The General Clauses Act 1897 and the Transfer of Property Act defines both these terms. Section 3 (26) of the General Clauses Act says: “immovable property” shall include land, benefits to arise out of land, and things attached to the earth, or permanently fastened to anything attached to the earth”. Whereas, Section 3(36) defines movable property as “property of every description, except immovable property”. So as per this definition, any property which does not qualify to be immovable property, is a movable property. This definition of immovable property under the General Clauses Act is affirmative in nature as against the definition contained in the Transfer of the property Act 1882, which is negative in nature. As per TPA, immovable property does not include standing timber, growing crops or grass. It further says that “attached to the earth” means:
(a) rooted in the earth, as in the case of trees and shrubs;
(b) imbedded in the earth, as in the case of walls or buildings; or
(c) attached to what is so imbedded for the permanent beneficial enjoyment of that to which it is attached.
As per the definition of immovable property contained in the General Clauses Act and the Transfer of Property Act, it is clear that things attached to the earth or permanently fastened to anything attached to the earth is immovable property. Anything imbedded in the earth or attached to what is so imbedded for the permanent beneficial enjoyment of that to which it is attached, qualifies to be attached to the earth. In the case of applicant, it is an admitted fact that the structure (shamiana, pandal or tent) constructed/ erected by the applicant is fixed to the foundation by nuts and bolts.

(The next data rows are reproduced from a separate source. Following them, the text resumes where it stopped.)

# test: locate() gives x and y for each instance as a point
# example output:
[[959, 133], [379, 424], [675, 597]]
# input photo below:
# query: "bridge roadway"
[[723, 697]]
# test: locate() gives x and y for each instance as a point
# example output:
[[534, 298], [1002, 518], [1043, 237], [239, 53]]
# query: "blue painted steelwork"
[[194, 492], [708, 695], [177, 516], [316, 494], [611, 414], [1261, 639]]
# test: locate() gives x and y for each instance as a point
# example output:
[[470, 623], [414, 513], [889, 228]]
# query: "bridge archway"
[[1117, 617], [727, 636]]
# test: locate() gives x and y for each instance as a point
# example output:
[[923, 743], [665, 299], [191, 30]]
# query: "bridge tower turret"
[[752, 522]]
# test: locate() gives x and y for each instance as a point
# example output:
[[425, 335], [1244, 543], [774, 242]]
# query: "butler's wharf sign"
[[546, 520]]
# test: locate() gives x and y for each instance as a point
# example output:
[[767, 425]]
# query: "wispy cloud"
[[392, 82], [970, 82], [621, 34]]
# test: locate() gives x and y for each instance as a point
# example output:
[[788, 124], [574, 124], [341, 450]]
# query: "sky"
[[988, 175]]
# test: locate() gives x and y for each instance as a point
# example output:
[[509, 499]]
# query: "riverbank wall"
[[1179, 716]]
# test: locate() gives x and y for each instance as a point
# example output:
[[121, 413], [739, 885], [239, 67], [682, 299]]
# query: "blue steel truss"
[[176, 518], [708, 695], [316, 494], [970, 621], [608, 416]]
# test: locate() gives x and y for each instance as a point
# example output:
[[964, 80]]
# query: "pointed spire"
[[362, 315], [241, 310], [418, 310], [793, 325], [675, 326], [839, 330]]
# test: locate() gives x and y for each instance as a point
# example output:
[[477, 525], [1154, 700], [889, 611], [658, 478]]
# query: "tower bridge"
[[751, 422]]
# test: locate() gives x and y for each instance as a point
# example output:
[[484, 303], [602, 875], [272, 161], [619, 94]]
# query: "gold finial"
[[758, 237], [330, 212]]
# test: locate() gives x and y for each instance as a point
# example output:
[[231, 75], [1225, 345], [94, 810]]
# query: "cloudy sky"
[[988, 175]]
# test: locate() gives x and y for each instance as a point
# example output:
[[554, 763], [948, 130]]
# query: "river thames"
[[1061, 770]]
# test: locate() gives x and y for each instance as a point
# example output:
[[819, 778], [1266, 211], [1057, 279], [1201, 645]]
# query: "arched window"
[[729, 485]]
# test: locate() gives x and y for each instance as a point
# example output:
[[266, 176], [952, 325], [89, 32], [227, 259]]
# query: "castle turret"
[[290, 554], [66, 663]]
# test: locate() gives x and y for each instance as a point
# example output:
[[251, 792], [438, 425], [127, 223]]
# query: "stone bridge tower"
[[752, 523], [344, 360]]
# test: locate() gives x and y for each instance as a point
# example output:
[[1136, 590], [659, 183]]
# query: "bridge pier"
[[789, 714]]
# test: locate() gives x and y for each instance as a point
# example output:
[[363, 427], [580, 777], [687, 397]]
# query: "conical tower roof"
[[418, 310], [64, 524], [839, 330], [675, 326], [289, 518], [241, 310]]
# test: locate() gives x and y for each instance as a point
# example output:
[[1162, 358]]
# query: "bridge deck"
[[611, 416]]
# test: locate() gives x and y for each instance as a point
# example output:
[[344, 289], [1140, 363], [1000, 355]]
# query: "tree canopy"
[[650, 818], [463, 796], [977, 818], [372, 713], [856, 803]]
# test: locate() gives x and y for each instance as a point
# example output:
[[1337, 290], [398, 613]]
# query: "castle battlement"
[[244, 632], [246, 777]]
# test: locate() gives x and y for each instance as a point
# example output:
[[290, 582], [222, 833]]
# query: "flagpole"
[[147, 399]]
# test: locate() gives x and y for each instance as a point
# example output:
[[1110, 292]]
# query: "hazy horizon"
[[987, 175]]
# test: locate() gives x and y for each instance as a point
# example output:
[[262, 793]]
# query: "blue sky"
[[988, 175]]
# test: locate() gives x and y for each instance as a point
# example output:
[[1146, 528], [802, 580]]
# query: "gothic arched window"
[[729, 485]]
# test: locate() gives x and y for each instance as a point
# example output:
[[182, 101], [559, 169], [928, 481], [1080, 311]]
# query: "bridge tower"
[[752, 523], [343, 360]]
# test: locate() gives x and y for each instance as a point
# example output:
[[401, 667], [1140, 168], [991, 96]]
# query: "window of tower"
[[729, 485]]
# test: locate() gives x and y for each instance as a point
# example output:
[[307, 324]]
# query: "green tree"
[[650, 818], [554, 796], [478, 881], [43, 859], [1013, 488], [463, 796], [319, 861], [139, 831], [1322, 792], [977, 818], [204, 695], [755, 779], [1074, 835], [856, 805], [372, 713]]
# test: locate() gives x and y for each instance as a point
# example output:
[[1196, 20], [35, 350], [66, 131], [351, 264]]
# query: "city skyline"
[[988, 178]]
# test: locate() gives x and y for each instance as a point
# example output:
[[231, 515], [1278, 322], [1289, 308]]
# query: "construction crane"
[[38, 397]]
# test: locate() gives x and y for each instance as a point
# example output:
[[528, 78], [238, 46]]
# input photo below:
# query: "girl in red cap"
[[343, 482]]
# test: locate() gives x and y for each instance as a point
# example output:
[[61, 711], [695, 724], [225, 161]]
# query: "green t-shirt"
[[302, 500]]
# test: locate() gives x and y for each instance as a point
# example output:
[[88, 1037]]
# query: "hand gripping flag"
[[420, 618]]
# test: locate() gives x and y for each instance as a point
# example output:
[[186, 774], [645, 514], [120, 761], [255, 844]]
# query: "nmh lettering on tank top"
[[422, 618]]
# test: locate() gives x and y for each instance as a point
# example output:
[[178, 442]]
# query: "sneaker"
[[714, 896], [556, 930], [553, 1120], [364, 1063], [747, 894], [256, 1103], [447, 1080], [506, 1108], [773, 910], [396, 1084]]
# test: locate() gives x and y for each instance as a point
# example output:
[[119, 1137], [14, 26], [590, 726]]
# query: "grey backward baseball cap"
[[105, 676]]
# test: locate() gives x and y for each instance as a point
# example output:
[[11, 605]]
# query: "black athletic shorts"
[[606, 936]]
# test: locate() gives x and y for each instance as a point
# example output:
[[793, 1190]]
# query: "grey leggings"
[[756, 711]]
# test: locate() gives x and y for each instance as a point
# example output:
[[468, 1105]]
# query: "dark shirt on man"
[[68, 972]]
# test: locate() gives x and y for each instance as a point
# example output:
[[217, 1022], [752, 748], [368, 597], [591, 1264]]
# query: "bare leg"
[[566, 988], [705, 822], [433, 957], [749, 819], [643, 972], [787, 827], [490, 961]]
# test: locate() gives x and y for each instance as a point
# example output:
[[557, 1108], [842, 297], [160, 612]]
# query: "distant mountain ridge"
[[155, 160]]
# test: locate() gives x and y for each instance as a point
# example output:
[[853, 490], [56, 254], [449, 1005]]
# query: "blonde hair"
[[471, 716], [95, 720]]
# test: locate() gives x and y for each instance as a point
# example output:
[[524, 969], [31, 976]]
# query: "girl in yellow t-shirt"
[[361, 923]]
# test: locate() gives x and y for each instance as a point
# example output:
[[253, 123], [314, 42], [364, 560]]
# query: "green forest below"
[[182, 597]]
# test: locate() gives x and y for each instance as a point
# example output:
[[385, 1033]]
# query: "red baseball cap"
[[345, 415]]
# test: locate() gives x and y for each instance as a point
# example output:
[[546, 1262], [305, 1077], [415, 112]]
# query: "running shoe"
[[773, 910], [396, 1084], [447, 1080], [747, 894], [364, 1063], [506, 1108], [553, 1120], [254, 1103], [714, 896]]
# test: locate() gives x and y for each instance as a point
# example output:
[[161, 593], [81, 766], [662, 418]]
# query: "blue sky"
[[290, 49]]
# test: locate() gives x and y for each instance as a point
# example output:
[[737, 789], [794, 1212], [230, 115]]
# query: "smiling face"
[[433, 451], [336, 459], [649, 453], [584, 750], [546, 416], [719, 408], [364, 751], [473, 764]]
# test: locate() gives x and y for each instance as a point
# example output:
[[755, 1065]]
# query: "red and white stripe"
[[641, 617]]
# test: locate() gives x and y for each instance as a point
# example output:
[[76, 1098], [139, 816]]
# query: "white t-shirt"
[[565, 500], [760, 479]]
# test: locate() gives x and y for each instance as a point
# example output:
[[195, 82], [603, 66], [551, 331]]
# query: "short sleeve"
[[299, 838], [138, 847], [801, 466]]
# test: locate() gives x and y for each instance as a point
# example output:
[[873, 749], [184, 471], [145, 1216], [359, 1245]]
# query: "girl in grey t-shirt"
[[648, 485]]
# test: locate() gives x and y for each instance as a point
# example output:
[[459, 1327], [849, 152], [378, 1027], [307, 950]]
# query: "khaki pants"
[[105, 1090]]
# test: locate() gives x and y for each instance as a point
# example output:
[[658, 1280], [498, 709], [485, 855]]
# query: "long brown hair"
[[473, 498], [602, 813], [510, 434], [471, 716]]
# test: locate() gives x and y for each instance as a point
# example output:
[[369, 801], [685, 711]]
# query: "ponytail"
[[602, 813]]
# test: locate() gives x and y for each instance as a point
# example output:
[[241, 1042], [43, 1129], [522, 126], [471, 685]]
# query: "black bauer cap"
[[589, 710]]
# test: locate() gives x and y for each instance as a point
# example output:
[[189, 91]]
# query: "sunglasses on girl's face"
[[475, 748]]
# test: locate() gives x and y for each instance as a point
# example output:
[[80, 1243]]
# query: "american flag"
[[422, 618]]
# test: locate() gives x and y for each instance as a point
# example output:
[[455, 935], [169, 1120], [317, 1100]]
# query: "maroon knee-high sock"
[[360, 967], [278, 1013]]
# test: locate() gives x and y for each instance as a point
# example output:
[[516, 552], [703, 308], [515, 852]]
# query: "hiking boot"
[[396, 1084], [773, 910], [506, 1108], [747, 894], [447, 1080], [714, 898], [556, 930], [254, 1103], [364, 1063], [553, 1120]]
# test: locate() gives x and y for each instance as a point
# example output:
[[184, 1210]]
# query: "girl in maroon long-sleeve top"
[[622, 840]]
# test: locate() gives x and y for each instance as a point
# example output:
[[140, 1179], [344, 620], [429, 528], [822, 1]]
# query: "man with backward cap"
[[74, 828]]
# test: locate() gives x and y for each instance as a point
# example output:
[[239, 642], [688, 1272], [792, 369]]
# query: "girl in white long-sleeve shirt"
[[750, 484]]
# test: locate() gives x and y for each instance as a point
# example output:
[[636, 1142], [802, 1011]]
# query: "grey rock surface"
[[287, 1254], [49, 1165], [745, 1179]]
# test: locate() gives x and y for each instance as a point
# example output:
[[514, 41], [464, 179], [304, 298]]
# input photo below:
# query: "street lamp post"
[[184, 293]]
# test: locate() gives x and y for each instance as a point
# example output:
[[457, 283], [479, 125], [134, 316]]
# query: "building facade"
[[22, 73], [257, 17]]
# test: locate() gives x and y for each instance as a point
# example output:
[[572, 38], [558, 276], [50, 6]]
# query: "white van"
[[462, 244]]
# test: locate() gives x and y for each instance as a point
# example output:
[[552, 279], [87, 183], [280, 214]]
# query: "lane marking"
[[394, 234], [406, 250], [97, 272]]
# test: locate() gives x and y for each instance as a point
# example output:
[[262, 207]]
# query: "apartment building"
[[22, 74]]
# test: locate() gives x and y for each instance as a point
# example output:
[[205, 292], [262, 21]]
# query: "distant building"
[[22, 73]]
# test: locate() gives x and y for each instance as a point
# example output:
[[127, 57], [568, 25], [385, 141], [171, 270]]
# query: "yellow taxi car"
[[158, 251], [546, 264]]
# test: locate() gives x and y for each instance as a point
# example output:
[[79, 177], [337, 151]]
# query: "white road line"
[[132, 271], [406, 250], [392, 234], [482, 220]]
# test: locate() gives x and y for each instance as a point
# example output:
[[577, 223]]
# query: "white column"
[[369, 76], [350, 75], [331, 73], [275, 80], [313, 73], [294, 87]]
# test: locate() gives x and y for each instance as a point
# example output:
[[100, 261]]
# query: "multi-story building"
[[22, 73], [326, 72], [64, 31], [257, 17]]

But the applicant holds that this affixation of pillars and pre-fabricated shelter to the earth is not permanent. So, in essence, the question which needs to be dealt with by this Authority is whether this affixation of the structure with the earth or pillar imbedded in the earth is permanent or temporary - The THE COMMISSIONER TRADE TAX UP. LUCKNOW VERSUS TRIVENI NL. LTD. [2014 (4) TMI 842 - ALLAHABAD HIGH COURT] has observed that “permanently fastened to anything attached to the earth” has to be read in the context for the reason that nothing can be fastened to the earth permanently so that it can never be removed. If the article cannot be used without fastening or attaching it to the earth and it is not removed under ordinary circumstances, it may be considered permanently fastened to anything attached to the earth.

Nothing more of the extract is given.